Woodfin – Woodfin Officer Michael Owenby, the department’s K-9 handler, has resigned from law enforcement reported Woodfin Police Chief Michael Dykes. “Though he is still an active reserve with us, he has not joined another law enforcement agency.” What does this mean for the department’s K-9 officer, Chef?
“Chef, he has been partnered with a new handler, Officer Joshua Myrick. Officer Myrick and Chef will spend the next few weeks working on their bonding as they look for a K-9 handler school,” Dykes told the Tribune. “Once we find one, the K-9 team will spend eight to 10 weeks (depending on the program) in training. After that, Chef will resume his normal patrol with Officer Myrick.
Chef, a Belgian Malinois, was aquired by the department last year at tbe cost of $10,000 with inital training.
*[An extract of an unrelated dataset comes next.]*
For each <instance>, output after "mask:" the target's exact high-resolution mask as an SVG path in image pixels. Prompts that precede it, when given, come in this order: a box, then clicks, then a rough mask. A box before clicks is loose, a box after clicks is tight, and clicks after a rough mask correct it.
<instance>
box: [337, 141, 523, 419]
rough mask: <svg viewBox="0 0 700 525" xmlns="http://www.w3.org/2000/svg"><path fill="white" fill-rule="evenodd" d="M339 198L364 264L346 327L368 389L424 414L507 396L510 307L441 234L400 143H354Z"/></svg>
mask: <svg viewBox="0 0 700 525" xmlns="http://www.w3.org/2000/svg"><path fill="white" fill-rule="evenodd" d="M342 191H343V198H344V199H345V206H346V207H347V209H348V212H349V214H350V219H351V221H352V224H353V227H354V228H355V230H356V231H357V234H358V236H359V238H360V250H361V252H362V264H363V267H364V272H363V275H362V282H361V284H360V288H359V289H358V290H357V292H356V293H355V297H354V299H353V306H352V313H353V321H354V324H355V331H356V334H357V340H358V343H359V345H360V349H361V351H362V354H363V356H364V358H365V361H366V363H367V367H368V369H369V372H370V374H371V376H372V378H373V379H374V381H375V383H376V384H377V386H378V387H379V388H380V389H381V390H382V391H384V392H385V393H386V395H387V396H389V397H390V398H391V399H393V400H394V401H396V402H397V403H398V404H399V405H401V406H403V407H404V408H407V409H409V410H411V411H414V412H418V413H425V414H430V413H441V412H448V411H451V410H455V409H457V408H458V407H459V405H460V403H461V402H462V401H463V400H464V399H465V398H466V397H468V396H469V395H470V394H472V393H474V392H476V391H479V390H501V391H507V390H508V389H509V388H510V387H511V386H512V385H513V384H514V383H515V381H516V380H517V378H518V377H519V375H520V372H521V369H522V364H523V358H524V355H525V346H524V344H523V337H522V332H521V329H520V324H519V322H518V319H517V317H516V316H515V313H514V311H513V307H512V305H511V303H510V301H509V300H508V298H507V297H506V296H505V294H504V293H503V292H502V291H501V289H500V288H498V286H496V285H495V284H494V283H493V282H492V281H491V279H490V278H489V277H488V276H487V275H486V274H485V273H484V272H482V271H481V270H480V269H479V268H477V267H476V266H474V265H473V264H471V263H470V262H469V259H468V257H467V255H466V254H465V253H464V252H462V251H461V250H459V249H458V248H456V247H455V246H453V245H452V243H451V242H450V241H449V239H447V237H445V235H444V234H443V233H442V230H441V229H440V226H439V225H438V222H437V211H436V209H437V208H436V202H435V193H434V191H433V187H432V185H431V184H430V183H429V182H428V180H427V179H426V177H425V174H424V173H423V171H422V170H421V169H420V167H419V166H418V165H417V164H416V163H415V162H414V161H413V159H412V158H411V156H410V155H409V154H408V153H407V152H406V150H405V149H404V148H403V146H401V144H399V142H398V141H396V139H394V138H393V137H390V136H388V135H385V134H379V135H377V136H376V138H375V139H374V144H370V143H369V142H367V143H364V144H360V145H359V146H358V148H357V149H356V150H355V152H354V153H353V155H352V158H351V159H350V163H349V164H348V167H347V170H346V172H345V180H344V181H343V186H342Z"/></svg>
Add to that cost of a kennel that was built at Officer Owenby’s home ($2,000), a specially modified police cruiser that contains an automatic climate control system that ensures no matter where “Chef” goes he’s kept cool ($2,000) which was switched to a new Ford Explore when the new police vehicles arrived (about $4,000 for that one) and accessories like leashes and training gear.
Chef was selected by the trainers in Florida after undergoing testing and evaluation and then underwent more training and assessment before being selected by Woodfin. “It goes through another process before we select the dog, so we make sure we’re finding a dog that fits our needs,” explained Dykes.
Chef is an all-purpose search dog looking for everything from missing persons to suspects to drugs along with protecting its handler. He won’t be searching for bombs or cadavers.
Asked about concerns about Chef working with a new handler, Dykes said, “Since Chef is still rather young, we anticipate that he will adapt well to a new handler and the K-9 handler school will be more an opportunity for Chef to train Officer Myrick.”